Fracking not as safe as claimed

Keelia Moeller

The United States has employed numerous means to harvest natural gases from the earth. Until recently, fracking may have been the most overlooked.

Hydraulic fracturing, also known as fracking, is the process of drilling into the earth and directing a highly pressurized water stream at rocks. This allows natural gas to flow freely. However, this new procedure isn’t as revolutionary as it may seem.

Fracking itself requires enormous amounts of water, representing a heavy cost to the environment. There are also immense amounts of carcinogenic chemicals used that could potentially contaminate surrounding groundwater.

A recent study conducted by researchers at Duke University has linked fracking to groundwater contamination because of poor construction of wells in conjunction with fracking occurring near these particular wells.

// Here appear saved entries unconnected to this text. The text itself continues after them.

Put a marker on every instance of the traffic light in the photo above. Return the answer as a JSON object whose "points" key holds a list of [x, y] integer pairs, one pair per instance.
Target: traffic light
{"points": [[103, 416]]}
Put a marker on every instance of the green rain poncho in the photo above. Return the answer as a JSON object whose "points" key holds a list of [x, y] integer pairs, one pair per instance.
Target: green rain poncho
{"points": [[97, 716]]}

The emission of methane alone is bad, but the chemical’s appearance in tap water is enough to make people avoid drinking from the tap.

Additionally, companies leave waste products in the ground, simply because they can’t think to put it anywhere else.

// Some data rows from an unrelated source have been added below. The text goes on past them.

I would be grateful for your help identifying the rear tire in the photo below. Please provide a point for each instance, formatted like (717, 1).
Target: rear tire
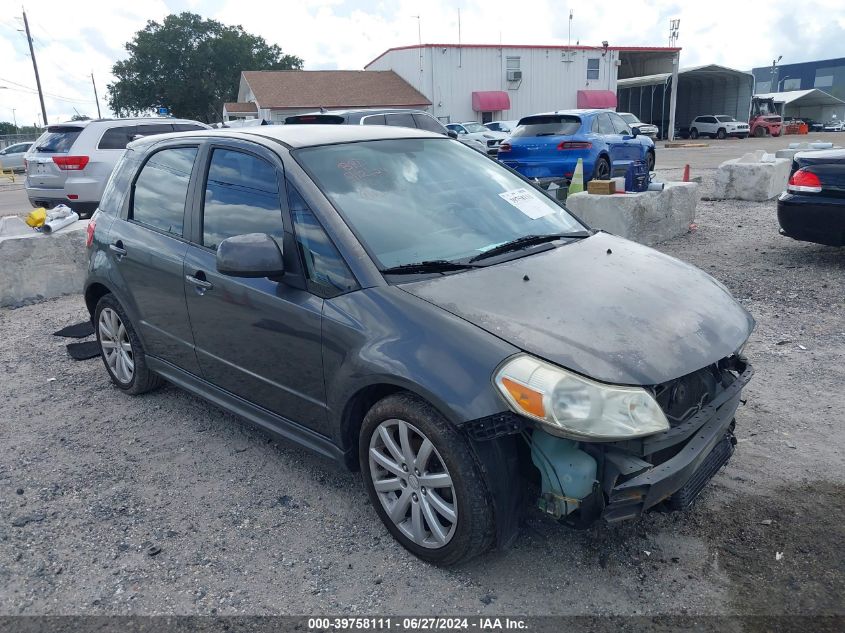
(121, 349)
(428, 478)
(602, 169)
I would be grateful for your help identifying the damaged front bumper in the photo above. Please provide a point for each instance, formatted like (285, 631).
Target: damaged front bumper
(672, 466)
(631, 476)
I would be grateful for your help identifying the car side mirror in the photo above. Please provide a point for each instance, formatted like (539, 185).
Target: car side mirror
(250, 255)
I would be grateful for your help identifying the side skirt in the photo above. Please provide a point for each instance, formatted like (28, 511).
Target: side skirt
(275, 424)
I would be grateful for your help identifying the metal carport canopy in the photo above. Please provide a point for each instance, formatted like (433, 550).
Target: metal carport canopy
(709, 89)
(804, 98)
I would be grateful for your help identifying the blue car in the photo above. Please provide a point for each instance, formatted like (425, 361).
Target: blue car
(546, 147)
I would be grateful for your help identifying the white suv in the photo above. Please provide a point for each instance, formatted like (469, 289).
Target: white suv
(71, 162)
(718, 126)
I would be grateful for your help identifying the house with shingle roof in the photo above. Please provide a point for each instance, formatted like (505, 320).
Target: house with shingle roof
(273, 95)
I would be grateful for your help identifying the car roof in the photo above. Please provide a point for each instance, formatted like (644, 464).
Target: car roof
(296, 136)
(573, 112)
(122, 121)
(362, 111)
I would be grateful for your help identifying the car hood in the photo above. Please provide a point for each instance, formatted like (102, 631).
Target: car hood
(604, 307)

Responding to the environmental dangers of fracking, Connecticut recently passed a bill that prohibits the storage or disposal of fracking waste. In August, Colorado Gov. John Hickenlooper settled a deal that agreed to remove controversial anti-fracking legislation from November’s ballot. In exchange for this concession, the state will form a committee to investigate fracking’s effects on local communities.

Minnesota has been at the forefront of this controversy, with Gov. Mark Dayton having passed a law regulating sand mining, which is used in the fracking process. We need to consider the negative aspects of continuing to exploit natural resources and accept the fact that we must adopt alternative energies as our primary energy source.